Gradually, as Gurronsevas concentrated more and more deeply on the displays, it seemed that his mind and the darkened casualty deck around him were becoming filled with pictures of devastated ships and drifting masses of space wreckage, and populated with the dead or barely living debris they contained. Sometimes the organic wreckage had to be extricated with great care because it belonged to a species new to the Federation, and beings who were in great pain and mental confusion from their injuries could react violently against the strange and terrifying monsters who were trying to rescue them. But there had been other times when the distressed ship had been undamaged and it was the crew who were urgently in need of assistance. Then it was Rhabwar’s commanding officer, a specialist in other-species technology, who had to find a way into the vessel and solve its alien and life-threatening engineering puzzles before the injured or diseased crew-members, who again might react violently at their rescuers’ approach, could be treated.
The log was filled with such instances.
There was a full description of Rhabwar’s response to the distress signal from a ship of the Blind Ones and their sighted and incredibly violent mind-partners, the Protectors of the Unborn. And there was the vast gestalt creature of unknown name and origin whose miles-long colonizing vessel had been wrecked in interstellar space and a large-scale military as well as major surgical operation had been required to put the scattered pieces together and transport them to their target world. And there had been the Dwerlans and the Ians and the Duwetz, and many others.
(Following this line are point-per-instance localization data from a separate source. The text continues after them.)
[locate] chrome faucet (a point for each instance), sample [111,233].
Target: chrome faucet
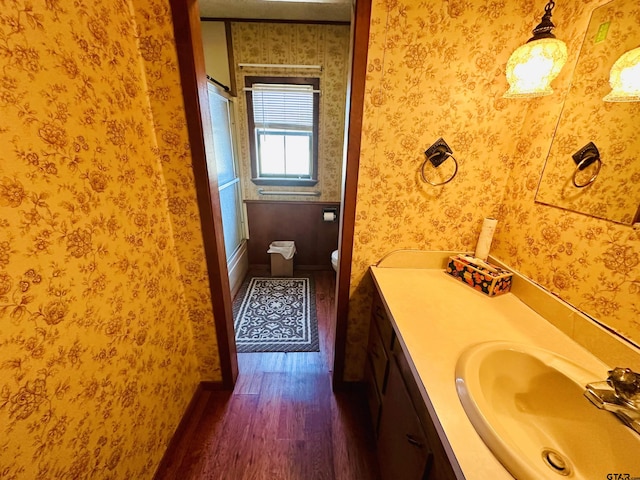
[619,394]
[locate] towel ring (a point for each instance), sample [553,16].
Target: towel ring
[584,163]
[437,160]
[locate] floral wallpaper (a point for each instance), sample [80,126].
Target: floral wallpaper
[157,48]
[297,44]
[439,72]
[615,194]
[101,271]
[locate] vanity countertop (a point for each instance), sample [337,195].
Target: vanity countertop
[437,317]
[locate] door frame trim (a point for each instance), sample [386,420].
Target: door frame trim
[193,78]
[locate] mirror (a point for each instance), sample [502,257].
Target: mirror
[612,127]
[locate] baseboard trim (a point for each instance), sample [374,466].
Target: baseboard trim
[304,268]
[202,387]
[343,386]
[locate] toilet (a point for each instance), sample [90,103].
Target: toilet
[334,260]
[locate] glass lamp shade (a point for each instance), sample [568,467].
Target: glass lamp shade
[625,78]
[532,67]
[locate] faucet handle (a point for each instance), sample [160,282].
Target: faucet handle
[626,384]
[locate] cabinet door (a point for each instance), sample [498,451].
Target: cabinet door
[403,451]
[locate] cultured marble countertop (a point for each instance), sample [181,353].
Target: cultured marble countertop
[437,317]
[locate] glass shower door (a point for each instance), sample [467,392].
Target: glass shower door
[227,168]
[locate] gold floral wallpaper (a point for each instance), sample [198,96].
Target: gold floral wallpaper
[297,44]
[157,48]
[439,72]
[97,305]
[615,194]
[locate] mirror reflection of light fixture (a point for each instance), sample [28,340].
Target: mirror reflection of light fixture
[532,66]
[625,78]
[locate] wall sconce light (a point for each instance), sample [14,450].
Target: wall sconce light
[625,78]
[585,157]
[532,66]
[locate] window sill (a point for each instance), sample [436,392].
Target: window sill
[285,182]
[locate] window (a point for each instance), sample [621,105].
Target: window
[283,130]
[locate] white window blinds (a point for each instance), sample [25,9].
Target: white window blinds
[283,106]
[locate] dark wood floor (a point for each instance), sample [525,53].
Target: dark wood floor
[282,421]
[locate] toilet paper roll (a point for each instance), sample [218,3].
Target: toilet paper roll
[329,216]
[485,238]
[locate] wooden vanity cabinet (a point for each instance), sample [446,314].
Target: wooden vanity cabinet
[408,445]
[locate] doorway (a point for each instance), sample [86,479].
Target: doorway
[187,31]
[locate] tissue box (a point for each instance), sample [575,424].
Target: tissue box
[493,281]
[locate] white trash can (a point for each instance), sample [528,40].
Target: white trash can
[282,252]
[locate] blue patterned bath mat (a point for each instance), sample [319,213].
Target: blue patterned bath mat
[273,314]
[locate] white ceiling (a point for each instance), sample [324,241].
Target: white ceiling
[309,10]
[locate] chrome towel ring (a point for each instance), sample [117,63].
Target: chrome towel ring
[437,154]
[586,156]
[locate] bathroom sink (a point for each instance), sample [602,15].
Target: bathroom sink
[527,405]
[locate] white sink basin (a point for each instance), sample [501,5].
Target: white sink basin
[528,407]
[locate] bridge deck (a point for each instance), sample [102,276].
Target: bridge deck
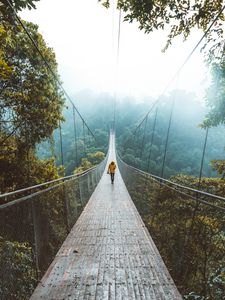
[108,253]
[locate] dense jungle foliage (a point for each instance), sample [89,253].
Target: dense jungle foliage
[31,109]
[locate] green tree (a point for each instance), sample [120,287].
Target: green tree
[181,16]
[18,5]
[31,104]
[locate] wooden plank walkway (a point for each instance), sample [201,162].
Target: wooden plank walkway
[109,253]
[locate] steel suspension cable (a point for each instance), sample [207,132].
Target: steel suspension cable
[84,140]
[47,64]
[117,67]
[167,139]
[203,157]
[61,143]
[184,63]
[75,136]
[143,139]
[152,138]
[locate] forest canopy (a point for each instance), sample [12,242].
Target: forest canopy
[181,17]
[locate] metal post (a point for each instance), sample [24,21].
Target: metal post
[153,133]
[203,156]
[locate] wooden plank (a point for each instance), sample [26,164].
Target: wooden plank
[108,254]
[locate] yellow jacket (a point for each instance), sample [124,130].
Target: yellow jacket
[112,167]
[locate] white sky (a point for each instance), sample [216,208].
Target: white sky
[83,35]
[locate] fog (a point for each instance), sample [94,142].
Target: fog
[84,37]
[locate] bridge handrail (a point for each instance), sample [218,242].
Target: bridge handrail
[171,182]
[66,178]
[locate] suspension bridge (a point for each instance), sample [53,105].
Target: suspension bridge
[81,237]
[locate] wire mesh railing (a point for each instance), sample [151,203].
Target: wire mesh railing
[33,224]
[187,227]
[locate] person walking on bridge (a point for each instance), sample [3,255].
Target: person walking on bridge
[111,170]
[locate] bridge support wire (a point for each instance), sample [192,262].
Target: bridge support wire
[167,139]
[75,136]
[152,139]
Gurronsevas did not know enough about medicine to understand all of the clinical details, but that no longer mattered. So deeply engrossed did he become in the information and incredible events that were unfolding on the screen that, had the food dispenser been less conveniently placed to the console, he would not have bothered to eat. He was beginning to worry about the dangers he might have to face during Rhabwar’s next mission, but in a way he felt almost sorry that he lacked the qualifications to take an active part in it, especially when the ship personnel list revealed that he was already well-acquainted with two members of the medical team, Prilicla and Murchison.
On the screen the wreckage of alien starships and their other-species casualties disappeared to be replaced by a schematic drawing of the ship, and the voice began describing the ship’s deck layout, crew and casualty accommodations, and principal systems, while the relevant areas were graphically highlighted. Gurronsevas tapped hold because the information being presented was becoming just so much meaningless light and noise. He had lost track of time. He was tired and hungry and his mind was too full of strange and wonderful information for sleep. Perhaps it was sheer fatigue that was causing his mind to throw up such fanciful ideas, but as he recalled some of the things that had been said and done to him by the Chief Psychologist and others, and in particular the things that should have been done and had not, his thoughts were making him feel afraid, uncertain, even more confused — and almost hopeful.
Rhabwar was indeed a very special ambulance ship. Soon it would depart on one of its very unusual and probably dangerous missions for which it had been designed. But what was a disgraced Chief Dietitian doing on board, unless O’Mara was trying to give him another chance?